Por isso, foi grande o seu espanto quando o policial se aproximou, em Copacabana, sem emitir uma única palavra de ordem. Primeiro, o homem observou a equipe da BBC que gravava a cena para uma reportagem. Depois, fitou o grafiteiro com o spray de tinta na mão. Por fim, perguntou, em tom curioso:
— O tubarão é o quê? (O desenho mostrava um tubarão sendo esmagado por um polvo, em alusão às vitórias do povo após as manifestações).
Explanação dada, o policial se retirou, pedindo apenas que o diálogo não fosse registrado, para evitar que perdesse o emprego.
— Isso nunca tinha me acontecido — lembra Acme. — A sociedade tem olhado para o grafite de outra maneira.
E o governo também. Acme é curador, juntamente com o também grafiteiro Airá Ocrespo, do GaleRio, projeto da prefeitura que pretende intervir em 40 quilômetros de muros da Linha 2 do metrô, ao longo da Zona Norte.
A ação — a ser iniciada no fim deste mês — é encabeçada pelo Instituto EixoRio, autarquia recém-criada pelo poder municipal, com o objetivo de ampliar o diálogo com a Zona Norte.
Nascido em Olaria, Airá, de 32 anos, é professor de grafite na Escola Sesc, além de curador da exposição Alta Temperatura, sobre arte de rua, no Sesc São Gonçalo. No ano retrasado, desenvolveu, com o rapper Marcelo Dughettu (atual presidente do EixoRio), a Copa Graffiti. O evento, feito em parceria com o metrô, serviu para pintar parte dos muros de 15 estações da Linha 2.

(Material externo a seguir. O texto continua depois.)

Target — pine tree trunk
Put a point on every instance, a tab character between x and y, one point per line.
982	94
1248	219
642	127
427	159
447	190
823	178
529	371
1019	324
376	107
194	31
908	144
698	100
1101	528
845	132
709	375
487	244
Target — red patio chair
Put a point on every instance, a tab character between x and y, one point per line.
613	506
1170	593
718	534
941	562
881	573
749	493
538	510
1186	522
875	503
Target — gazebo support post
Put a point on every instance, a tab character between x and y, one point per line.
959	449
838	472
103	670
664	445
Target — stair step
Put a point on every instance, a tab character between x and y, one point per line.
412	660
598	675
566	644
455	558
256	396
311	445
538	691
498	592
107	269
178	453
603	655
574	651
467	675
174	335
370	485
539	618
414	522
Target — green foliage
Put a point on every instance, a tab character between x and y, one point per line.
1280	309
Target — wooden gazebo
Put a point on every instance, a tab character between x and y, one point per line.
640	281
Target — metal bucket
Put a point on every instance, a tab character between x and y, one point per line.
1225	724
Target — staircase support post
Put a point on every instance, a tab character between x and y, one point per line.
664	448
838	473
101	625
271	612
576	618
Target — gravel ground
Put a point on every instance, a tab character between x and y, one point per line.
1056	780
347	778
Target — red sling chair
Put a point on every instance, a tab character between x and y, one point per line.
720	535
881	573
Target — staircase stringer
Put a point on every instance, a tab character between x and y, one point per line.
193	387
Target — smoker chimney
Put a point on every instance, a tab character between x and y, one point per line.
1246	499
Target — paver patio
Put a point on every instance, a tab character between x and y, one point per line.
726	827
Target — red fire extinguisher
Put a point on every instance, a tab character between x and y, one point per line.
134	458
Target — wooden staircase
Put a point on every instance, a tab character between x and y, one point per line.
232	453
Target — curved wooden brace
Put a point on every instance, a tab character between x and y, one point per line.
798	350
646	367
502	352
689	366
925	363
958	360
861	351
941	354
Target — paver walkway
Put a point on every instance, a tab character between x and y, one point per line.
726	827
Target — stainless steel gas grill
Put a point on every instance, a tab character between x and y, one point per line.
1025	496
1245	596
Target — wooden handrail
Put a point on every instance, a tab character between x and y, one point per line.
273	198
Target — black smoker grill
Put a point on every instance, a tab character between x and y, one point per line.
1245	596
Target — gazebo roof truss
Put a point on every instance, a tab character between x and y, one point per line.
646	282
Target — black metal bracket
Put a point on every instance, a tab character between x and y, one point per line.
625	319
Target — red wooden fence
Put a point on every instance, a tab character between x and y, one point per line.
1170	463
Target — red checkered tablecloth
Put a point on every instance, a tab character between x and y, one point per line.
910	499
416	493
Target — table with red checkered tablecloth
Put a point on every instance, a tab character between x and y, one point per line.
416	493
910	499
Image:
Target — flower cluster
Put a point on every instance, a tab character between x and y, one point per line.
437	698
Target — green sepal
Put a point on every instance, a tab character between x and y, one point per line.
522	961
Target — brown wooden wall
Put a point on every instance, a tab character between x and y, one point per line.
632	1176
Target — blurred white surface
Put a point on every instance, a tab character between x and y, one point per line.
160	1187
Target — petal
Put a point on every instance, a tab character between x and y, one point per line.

— Aí nesse ano o EixoRio quis estender para a linha toda — conta. — E o Acme, que ganhou a Copa Graffiti, veio fazer a curadoria comigo.
A partir de então, Airá e Acme trataram de escolher dez grafiteiros, responsáveis, cada qual, por elencar e capitanear um grupo com outros nove artistas de rua.
Até março, as dez equipes terão de grafitar os muros do metrô em Triagem, Del Castilho, Engenho da Rainha e Inhaúma. Receberão spray de tinta e um cachê, ainda não definido, pago pela prefeitura. Orçado em R$ 1 milhão, o projeto deve ficar pronto em 2016.
— A ideia é que todos os muros sejam pintados, mas tem trechos cortados por viadutos ou construções irregulares — diz Airá, que admite ter ficado confuso com o fato de o grafite, expressão artística essencialmente marginal, ter sido encampado pelo poder público.
— Já vivi conflitos com isso, mas é um movimento natural. Hoje são poucas as pessoas com uma postura radical. E cresceu um movimento muito forte de um grafite mais estético.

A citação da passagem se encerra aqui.